Fourth, the hydrologic interaction of surface and groundwater will be studied. Depth to groundwater and direction of groundwater flow will be determined for each aquifer. Flow models simulating potential pathways for groundwater traverse will be developed. Interaction between aquifers and rivers will be determined along with the potential for transboundary subsurface groundwater flow. Existing river loss and gain studies will be examined to evaluate the groundwater flow direction and the loss and gain of the rivers due to interaction with the surrounding aquifer.
Fifth, pumpage data by type of user (irrigation, municipal, industrial, domestic, and livestock) will be collected and quantified. Pumpage effects on water levels and water quality will be estimated by reviewing the historical record of observation wells. Existing aquifer simulation computer models will be reviewed and recommendations will be made for additional modeling efforts.
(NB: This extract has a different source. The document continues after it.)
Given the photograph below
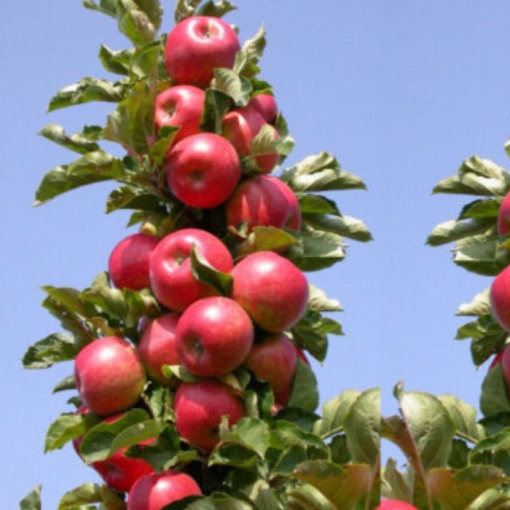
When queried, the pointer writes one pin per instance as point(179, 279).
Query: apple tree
point(225, 410)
Finally, the New Mexico WRRI will coordinate with the International Boundary and Water Commission , U.S. Section, for any data exchange, review and evaluation. A binational data report of officially exchanged data will be prepared. The report will include electronic media database tables, GIS coverages for each aquifer, and corresponding attribute tables, maps, and graphics to illustrate the characteristics of the studied aquifers. A final report to EPA will incorporate all data and provide conclusions and recommendations.
The project commenced in September 1997 and will conclude in 1998. In addition to Bob Creel of the New Mexico WRRI, John Kennedy, GIS coordinator also from the WRRI, Marta Remmenga from New Mexico State University’s Statistics Center, Barry Hibbs, a geologist/geochemist from Cal State, Los Angeles, and John Hawley, retired, from the New Mexico Bureau of Mines and Mineral Resources will participate on the study team.